Dinas Pendidikan Medan


Pada ahli bilang, di usia remaja, rasa ingin tahu manusia begitu melonjak. Ada banyak hal yag membuat kaum remaja begitu penasaran. Sebut saja di antaranya rasa ingin mencoba narkoba, atau mencoba berhubungan seks dengan pacar.  Mereka sebenarnya tahu bahwa itu tak boleh dilakukan. Tapi, rasa ingin tahu itu melebihi segalanya, hingga mereka kelabasan melanggar norma. Selain rasa ingin tahu, di usia pencarian jati diri ini, umumnya kaum remaja tak ingin disebut penakut atau pengecut. Mereka senang dikatakan bernyali ketika melakukan sesuatu yang terlarang.

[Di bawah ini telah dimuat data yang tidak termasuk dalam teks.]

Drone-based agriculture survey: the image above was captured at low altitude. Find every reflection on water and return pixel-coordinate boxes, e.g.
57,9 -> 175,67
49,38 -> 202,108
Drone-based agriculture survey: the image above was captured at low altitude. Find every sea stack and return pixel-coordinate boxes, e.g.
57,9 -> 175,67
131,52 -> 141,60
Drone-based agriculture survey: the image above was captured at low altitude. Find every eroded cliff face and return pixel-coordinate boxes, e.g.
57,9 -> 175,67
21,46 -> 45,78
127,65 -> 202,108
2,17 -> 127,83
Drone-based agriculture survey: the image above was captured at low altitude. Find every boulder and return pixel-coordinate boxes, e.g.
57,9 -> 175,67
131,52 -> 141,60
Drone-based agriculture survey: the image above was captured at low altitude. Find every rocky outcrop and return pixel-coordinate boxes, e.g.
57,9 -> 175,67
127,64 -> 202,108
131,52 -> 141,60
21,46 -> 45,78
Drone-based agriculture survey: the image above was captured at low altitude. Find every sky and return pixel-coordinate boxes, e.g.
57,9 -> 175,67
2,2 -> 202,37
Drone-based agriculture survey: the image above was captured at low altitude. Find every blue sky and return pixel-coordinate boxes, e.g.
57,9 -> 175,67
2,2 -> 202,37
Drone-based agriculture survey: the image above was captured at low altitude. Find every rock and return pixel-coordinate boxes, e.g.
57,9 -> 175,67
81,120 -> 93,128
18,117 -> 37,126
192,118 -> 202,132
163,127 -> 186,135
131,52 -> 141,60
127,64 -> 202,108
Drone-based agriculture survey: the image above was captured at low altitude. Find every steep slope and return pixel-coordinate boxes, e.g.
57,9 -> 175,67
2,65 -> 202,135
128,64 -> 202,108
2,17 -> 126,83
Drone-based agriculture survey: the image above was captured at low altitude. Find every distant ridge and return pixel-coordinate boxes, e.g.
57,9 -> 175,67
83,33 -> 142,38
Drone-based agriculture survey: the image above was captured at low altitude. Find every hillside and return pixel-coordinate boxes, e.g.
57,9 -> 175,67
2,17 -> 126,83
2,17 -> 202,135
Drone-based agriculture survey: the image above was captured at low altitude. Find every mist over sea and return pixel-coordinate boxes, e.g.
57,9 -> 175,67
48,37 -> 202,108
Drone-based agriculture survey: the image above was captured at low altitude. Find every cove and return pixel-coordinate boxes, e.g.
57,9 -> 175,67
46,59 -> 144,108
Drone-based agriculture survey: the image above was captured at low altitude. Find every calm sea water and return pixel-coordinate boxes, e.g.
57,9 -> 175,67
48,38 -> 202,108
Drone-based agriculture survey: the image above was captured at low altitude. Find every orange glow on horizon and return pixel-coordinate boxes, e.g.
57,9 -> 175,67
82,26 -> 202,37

Ada remaja yang sukses mengelola nyali mereka secara benar. Misalnya, dengan berani bersaing mengejar prestasi, atau berani tampil di depan umum untuk menunjukkan kemampuan diri. Tapi, ada juga remaja yang menafsirkan keberanian dengan cara yang salah, sampai-sampai mereka terjerumus ke dalam perbuatan terlarang.

Solusi-solusi Jitu


Cukup beralasan jika Dinas Pendidikan Medan mengkhawatirkan kondisi ini. Sebagai lembaga yang banyak berperan dalam membentuk kualitas generasi, institusi ini merasa ikut bertanggung jawab terhadap fenomena kenakalan remaja. Polisi pelajar hanyalah salah satu gebrakan Dinas Pendidikan Medan untuk memperbaiki keadaan. Selain itu, masih ada beberapa gebrakan lain, di antaranya adalah menjalin komunikasi yang lebih efektif dengan para kepala sekolah untuk menghasilkan solusi-solusi jitu. 

Ikhtiar mengatasi kenakalan remaja memerlukan keterlibatan banyak pihak. Ya, selain upaya Dinas Pendidikan Medan, diharapkan para orangtua di rumah dapat menjalin komunikasi yang baik dengan anak-anak remajanya. Kesibukan orangtua sebaiknya tidak dijadikan alasan untuk mengelak dari tanggung jawab memperhatikan anak-anak.

Peran Aktif Orangtua


Orangtua juga sebaiknya bisa berperan lebih aktif, dan dapat bekerja sama dengan pihak sekolah untuk memperbaiki perilaku remaja. Sering terjadi, orangtua enggan datang ke sekolah untuk menyelesaikan persoalan anak-anak ABG-nya, walaupun pihak sekolah telah menyampaikan undangan resmi. Tak jarang juga terjadi, orangtua malah menyangkal dan membela habis-habisan putra putrinya walaupun telah diketahui secara jelas dan nyata, anak-anak itu terlibat kenakalan remaja. 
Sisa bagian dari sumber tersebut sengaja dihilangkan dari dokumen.